DO YOU REALLY WANT TO KNOW THE FUTURE?

In the twilight of my years (at least I surmise that I have reached that marker) I find that like a traveler on a path that has appeared only with each step, I cannot see beyond the place where each now is happening. Looking back these many years, I congratulate the Universe for not showing me where my steps were taking me before I got there. Had I known what was ahead, in some cases I would have eagerly anticipated that future and easily walked into it not being able to arrive fast enough. In other cases I would have wanted to drop my anchor and not taken another step in an effort to avoid what was coming. The former surprises brought me unimaginable joy; the latter surprises brought me unimaginable wisdom.
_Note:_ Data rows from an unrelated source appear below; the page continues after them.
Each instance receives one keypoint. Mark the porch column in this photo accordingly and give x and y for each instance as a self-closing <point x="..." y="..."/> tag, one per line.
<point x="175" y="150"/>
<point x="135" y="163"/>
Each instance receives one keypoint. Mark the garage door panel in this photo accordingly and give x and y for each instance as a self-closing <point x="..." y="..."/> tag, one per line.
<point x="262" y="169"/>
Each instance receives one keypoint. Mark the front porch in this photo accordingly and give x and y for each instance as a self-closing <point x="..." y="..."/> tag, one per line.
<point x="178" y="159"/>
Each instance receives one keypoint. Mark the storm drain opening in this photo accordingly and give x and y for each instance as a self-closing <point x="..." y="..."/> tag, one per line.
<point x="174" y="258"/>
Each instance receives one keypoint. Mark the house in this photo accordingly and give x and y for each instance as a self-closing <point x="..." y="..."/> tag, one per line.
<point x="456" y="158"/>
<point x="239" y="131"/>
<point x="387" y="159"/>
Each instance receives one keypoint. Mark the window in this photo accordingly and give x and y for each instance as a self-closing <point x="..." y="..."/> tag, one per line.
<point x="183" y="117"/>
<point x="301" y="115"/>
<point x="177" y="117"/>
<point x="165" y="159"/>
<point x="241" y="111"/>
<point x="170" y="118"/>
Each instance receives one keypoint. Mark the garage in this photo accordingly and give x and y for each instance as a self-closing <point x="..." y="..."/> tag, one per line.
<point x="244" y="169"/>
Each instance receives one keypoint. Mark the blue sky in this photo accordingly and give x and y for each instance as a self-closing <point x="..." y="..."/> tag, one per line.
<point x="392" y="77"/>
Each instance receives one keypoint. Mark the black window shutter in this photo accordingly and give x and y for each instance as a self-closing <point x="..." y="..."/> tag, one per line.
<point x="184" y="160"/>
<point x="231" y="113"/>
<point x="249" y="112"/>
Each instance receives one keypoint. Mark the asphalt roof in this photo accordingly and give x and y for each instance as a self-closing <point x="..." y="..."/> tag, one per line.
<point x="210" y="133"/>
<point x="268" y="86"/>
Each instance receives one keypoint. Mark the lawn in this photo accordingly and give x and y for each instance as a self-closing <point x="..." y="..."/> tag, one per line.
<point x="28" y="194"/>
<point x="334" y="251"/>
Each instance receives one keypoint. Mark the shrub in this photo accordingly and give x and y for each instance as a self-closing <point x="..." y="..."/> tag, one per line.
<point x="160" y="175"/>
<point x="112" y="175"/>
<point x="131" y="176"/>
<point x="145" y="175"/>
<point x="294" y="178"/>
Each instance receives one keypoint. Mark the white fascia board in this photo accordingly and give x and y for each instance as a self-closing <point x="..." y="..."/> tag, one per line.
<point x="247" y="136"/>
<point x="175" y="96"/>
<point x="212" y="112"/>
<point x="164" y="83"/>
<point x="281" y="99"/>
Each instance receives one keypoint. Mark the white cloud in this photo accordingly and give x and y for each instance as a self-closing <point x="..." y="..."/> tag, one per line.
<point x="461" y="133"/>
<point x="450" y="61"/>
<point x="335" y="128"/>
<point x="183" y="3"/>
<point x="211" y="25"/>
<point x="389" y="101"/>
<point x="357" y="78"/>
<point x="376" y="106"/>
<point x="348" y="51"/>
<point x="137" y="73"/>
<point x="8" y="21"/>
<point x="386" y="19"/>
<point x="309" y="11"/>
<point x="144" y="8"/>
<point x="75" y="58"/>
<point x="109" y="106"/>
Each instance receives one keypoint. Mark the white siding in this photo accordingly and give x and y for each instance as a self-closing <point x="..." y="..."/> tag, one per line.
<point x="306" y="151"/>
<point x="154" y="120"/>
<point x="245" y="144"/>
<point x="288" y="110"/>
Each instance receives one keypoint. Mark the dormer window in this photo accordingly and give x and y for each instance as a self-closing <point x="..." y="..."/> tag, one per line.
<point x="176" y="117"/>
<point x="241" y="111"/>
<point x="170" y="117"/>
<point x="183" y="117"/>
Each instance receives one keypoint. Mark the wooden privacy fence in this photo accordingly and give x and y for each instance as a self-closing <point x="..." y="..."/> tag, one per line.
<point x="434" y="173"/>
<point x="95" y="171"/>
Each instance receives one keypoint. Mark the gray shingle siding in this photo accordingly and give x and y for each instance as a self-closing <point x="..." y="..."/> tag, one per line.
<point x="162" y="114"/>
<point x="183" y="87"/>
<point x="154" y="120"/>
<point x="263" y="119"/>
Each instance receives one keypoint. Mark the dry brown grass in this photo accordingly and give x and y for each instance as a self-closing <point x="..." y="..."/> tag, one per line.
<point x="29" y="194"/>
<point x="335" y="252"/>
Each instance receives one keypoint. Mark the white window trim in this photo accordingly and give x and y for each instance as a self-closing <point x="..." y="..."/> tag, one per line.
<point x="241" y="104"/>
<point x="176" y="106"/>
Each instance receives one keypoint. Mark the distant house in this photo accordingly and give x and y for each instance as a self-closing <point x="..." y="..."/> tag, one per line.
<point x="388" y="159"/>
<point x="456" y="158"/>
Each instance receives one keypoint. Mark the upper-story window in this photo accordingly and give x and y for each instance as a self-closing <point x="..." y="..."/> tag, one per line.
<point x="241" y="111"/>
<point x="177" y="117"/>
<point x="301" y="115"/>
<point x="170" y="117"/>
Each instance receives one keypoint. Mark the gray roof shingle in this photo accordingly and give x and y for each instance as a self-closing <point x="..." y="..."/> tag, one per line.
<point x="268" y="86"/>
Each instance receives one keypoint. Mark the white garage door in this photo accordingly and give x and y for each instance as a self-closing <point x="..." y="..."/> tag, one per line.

Traveling along this road which only appears as I move forward, I can notice the dust of the years settling step by step upon my shoes. It is the dust of a few dreams that died along the way. It is the dust of no regrets yet a desire to have known then what I know now. I often though how ironic it is to have not even begun to know how to be a parent to new born children until after they were grown. It is only in the doing that we learn what we need to know. My father loved to talk about bits of my babyhood emphasizing how I did not arrive with an instruction book. My father seemed to want to have children. He grew up in a large family as did my mother and that was very common back then in the early twentieth century. I know for a fact that my mother put her foot down about having any more children after she had given my father one daughter and one son. At times I sensed that the two of us were even two too many for her. How do I know this? Little pitcher have big ears as they say and so it went in my life. One had to be sneaky or sharp to know what was going on in the “grown-up” world. No one talked about things they did not want to discuss back then, even the things that should have been discussed or acknowledged. Putting my ear to my parents’ closed bedroom door I heard the no-more-children declaration from my mother’s own lips. Well, dang, there goes my chance to have a sister. I would have to settle for my pesky little brother. That’s another of those things I was glad to not be able to see ahead of time. My pesky little brother turned into a man I was proud to call brother, a man whom I admired and grew close to in the last few years of his life, a man who would be taken unexpectedly at age 42 with a heart attack. Yes, I did not see that one coming.

In spite of what I say now, I did indeed wonder about the future. I loved stories real or not about people, mostly women, who had a gift of seeing the future. My guess is that females seem to come with built-in, varying abilities to sense or intuit things whereas males have a more concrete approach to life. One of my favorite toys was the magic 8 ball. You ask a “yes” or “no” question then shake the ball and either yes or no would or other simple answers would float to the window of the ball. A more modern version of the magic 8 ball would be the use of a pendulum and that is not considered to be a toy per se. A vertical swing usually means “No”, a horizontal swing usually means “Yes”, and a circular movement means “Neutral”. Tea leaves readings, tarot cards, and other forms of deviation are still around. If those scare you, try fortune cookies. True confession time. I did try a Ouija board once but that’s another story. Suffice it to say I threw it in the fireplace planchette and all; but, that’s fodder for another story.

We are all curious creatures and want to know what the future holds. How many years will I live or how many children I will have or will I get that job I wanted? We have so many questions but do we really want to know all the answers ahead of time? Even if we thought we knew, we can still make different choices that will alter the odds and point our future in a different direction. It’s all a game of choice and chance. I’ll make my choices and take my chances. How about you?